Scaling Test Time Compute to Multi-Agent Civilizations — Noam Brown, OpenAI



AI Summary

In this podcast episode, Allesio (partner and CTO of Deible) and his co-host Spooks (founder of Small AI) discuss with Nan Brown from OpenAI a wide range of topics around AI research and applications, especially focusing on game AI, reasoning paradigms, and the future of AI capabilities. Key points include Nan’s experience winning the 2025 Diplomacy World Championship after working on Cicero, an AI bot for the game Diplomacy, where Nan explains how working with the bot shaped his gameplay and strategy, and the shift required from game theory optimal approaches to adaptive and exploitative play in complex multi-agent games like Diplomacy compared to two-player zero sum games like poker.

They also explore the rapid progress in AI reasoning models (the ‘reasoning paradigm’), the challenges of scaling test-time compute to get AI models to think longer and deeper, and the potential and limitations of current reinforcement fine-tuning techniques. Nan discusses the trajectory of AI development at OpenAI, the importance of balancing safety and capability, and emerging research on multi-agent cooperation and competition.

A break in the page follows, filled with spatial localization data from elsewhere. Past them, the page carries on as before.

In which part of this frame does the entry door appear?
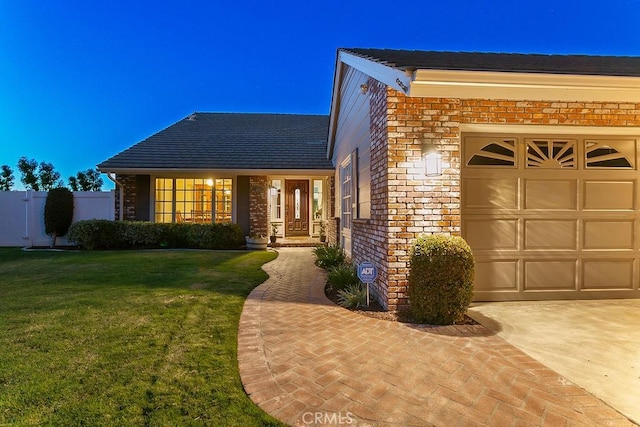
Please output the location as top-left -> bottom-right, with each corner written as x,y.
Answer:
285,180 -> 309,236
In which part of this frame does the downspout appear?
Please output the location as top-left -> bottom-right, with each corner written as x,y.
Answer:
107,173 -> 124,221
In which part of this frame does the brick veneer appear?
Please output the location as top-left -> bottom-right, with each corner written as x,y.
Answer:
115,174 -> 137,221
249,176 -> 268,237
354,80 -> 640,312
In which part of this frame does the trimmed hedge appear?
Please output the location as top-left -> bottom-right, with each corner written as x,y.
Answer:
408,235 -> 475,325
68,220 -> 245,250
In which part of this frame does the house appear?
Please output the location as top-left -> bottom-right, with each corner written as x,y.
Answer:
328,48 -> 640,311
99,48 -> 640,312
97,113 -> 334,240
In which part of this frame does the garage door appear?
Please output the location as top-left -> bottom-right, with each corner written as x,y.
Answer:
462,134 -> 640,301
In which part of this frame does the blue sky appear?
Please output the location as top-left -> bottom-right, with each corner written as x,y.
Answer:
1,0 -> 639,190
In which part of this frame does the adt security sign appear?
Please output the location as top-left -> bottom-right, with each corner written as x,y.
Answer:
357,262 -> 378,283
357,262 -> 378,306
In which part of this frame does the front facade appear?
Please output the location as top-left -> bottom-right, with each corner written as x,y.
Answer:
100,49 -> 640,313
329,49 -> 640,311
98,113 -> 335,240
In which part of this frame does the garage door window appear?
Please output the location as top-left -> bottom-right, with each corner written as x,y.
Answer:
526,139 -> 576,169
467,139 -> 516,167
585,140 -> 633,168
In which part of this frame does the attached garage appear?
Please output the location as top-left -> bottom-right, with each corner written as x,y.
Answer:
462,133 -> 640,301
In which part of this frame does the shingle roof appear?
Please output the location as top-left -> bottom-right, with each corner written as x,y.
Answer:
342,48 -> 640,77
98,113 -> 333,171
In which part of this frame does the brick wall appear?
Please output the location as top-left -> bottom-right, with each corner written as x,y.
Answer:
115,174 -> 137,221
357,84 -> 640,312
249,176 -> 268,237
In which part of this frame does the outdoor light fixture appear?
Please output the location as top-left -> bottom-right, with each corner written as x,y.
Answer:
422,144 -> 442,177
360,83 -> 368,94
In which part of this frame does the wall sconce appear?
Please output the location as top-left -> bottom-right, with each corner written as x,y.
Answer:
268,187 -> 278,197
422,144 -> 442,177
360,83 -> 368,94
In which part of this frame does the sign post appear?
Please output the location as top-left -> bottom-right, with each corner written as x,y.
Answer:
357,262 -> 378,306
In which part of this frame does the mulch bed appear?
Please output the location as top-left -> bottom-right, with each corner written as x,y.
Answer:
325,286 -> 478,325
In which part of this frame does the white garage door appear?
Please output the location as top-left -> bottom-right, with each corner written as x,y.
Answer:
462,134 -> 640,301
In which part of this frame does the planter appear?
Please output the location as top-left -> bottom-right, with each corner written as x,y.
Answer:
246,236 -> 268,250
269,236 -> 277,244
319,235 -> 327,243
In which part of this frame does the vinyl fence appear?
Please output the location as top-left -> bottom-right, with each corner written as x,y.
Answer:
0,190 -> 115,247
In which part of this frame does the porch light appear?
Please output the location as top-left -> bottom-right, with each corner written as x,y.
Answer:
422,144 -> 442,177
206,179 -> 214,186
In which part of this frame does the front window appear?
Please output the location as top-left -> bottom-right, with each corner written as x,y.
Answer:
154,178 -> 233,223
341,159 -> 352,230
313,179 -> 323,219
269,179 -> 282,220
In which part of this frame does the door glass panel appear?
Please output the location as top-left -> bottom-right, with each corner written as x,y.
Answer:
295,189 -> 301,219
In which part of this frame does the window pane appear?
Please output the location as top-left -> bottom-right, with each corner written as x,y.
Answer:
270,179 -> 282,220
214,179 -> 232,223
313,179 -> 323,220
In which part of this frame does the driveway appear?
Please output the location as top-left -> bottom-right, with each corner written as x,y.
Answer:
467,299 -> 640,424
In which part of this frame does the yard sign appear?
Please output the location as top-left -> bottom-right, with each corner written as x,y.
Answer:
357,262 -> 378,306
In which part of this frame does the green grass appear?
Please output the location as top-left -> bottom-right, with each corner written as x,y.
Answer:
0,248 -> 282,426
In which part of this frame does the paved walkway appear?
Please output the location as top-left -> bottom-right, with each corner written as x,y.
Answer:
238,248 -> 634,426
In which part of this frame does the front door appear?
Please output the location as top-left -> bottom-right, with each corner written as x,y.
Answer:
285,180 -> 309,236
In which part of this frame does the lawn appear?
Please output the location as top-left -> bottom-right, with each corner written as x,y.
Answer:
0,248 -> 283,426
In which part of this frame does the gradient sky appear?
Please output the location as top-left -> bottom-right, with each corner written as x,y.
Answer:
1,0 -> 639,190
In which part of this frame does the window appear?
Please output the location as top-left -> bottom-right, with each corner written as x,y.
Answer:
341,157 -> 353,230
585,141 -> 633,168
526,139 -> 576,169
313,179 -> 323,219
154,178 -> 233,223
269,179 -> 282,220
468,139 -> 516,166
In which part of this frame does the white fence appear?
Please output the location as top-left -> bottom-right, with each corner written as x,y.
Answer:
0,191 -> 115,247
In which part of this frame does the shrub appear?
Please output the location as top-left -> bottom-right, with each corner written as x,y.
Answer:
408,235 -> 475,325
44,187 -> 74,246
326,263 -> 359,292
312,244 -> 346,269
337,284 -> 367,308
68,220 -> 245,250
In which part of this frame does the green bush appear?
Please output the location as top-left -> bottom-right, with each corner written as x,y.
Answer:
44,188 -> 74,246
408,235 -> 475,325
312,244 -> 346,269
68,220 -> 245,250
326,263 -> 359,292
337,284 -> 367,308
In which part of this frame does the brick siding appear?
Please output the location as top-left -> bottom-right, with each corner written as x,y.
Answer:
249,176 -> 268,237
355,82 -> 640,312
115,174 -> 137,221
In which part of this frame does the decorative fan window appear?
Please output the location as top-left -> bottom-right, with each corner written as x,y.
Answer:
526,140 -> 576,169
585,141 -> 633,168
468,140 -> 516,166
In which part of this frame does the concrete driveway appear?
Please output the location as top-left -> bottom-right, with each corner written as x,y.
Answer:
467,299 -> 640,424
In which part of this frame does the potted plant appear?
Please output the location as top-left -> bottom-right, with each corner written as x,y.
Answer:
245,233 -> 268,250
270,222 -> 278,244
319,220 -> 327,243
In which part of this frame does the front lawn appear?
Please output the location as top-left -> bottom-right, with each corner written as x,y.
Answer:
0,248 -> 282,426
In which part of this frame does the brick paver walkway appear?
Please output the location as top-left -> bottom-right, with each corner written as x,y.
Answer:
238,248 -> 633,426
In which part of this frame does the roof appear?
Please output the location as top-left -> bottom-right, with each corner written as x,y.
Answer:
98,113 -> 333,172
341,48 -> 640,77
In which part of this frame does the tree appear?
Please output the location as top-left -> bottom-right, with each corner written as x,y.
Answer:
68,168 -> 103,191
38,162 -> 64,190
0,165 -> 14,190
44,187 -> 74,247
18,157 -> 39,190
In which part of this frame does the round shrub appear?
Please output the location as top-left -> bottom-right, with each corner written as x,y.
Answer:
408,235 -> 475,325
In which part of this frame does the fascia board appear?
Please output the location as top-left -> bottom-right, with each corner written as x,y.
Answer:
410,69 -> 640,102
339,51 -> 412,95
327,52 -> 345,160
97,168 -> 335,176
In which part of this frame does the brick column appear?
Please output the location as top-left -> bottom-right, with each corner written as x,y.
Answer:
249,176 -> 268,237
116,174 -> 137,221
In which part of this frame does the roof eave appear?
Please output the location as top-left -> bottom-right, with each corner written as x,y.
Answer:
97,167 -> 335,176
327,49 -> 413,159
410,69 -> 640,102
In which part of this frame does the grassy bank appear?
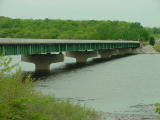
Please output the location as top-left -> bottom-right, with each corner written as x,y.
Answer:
0,56 -> 100,120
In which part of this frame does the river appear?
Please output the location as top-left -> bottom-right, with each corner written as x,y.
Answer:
12,54 -> 160,114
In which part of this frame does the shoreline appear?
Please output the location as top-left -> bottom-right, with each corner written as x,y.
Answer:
135,45 -> 159,54
101,103 -> 159,120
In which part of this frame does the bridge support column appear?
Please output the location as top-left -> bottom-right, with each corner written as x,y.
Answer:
21,54 -> 64,73
98,49 -> 119,59
66,51 -> 98,64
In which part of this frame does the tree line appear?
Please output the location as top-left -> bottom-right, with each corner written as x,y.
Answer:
0,16 -> 159,41
146,27 -> 160,39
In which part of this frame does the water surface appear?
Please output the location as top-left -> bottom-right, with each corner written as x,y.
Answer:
13,54 -> 160,112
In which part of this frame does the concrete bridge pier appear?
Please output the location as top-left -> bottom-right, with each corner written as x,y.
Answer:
66,51 -> 98,64
98,49 -> 119,59
21,54 -> 64,73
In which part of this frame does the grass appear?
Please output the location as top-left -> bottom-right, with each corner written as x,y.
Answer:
0,56 -> 100,120
154,44 -> 160,52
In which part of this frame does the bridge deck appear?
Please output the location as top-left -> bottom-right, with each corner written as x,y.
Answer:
0,38 -> 140,55
0,38 -> 139,44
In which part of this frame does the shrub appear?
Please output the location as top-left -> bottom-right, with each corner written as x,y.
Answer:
149,36 -> 155,46
0,56 -> 100,120
155,103 -> 160,114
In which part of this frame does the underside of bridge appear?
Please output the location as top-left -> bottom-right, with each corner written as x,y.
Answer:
20,48 -> 135,73
66,51 -> 98,64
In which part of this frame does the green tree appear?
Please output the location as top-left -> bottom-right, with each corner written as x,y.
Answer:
0,16 -> 150,41
149,36 -> 155,46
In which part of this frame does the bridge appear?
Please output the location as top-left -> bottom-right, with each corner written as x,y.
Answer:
0,38 -> 140,73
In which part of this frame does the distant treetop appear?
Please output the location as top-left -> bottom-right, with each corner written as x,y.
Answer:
0,16 -> 151,41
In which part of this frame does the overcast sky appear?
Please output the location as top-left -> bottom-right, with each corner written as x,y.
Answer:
0,0 -> 160,27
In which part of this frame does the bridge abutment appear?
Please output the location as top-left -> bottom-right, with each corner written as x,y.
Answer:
66,51 -> 98,64
21,54 -> 64,73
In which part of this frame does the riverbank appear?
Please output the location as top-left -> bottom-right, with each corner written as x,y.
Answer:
0,56 -> 100,120
135,45 -> 159,54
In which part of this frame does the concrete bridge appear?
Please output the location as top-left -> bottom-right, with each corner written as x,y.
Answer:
0,38 -> 140,73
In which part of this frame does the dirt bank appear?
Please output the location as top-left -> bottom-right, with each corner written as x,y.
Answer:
135,45 -> 159,54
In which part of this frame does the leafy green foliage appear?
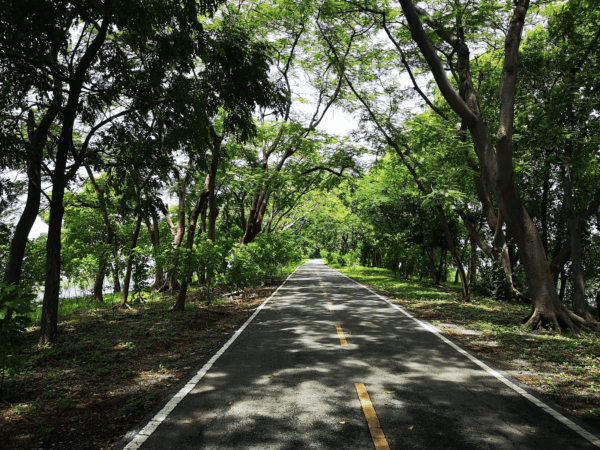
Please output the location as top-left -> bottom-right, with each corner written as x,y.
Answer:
0,282 -> 35,384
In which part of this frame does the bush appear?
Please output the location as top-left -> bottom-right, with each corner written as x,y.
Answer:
224,232 -> 301,289
477,260 -> 511,300
0,282 -> 36,387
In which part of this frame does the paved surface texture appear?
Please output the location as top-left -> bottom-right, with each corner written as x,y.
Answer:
131,260 -> 597,449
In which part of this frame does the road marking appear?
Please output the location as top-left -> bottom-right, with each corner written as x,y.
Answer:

Later, the conversation covers practical AI use cases in coding with OpenAI’s CodeX model and WindSurf tool, AI’s limitations and growth areas in the software development lifecycle, and future prospects for AI in remote work and virtual assistants. Nan shares insights on data efficiency in AI learning compared to humans, and briefly touches on robotics and the challenges of physical embodiment versus virtual AI.

They conclude discussing the significance of self-play in AI improvement, especially in two-player zero sum games versus the complexity of multi-agent settings, and the difficulty of imperfect information games like Magic the Gathering for AI, emphasizing the need for general reasoning improvements over specialized search techniques.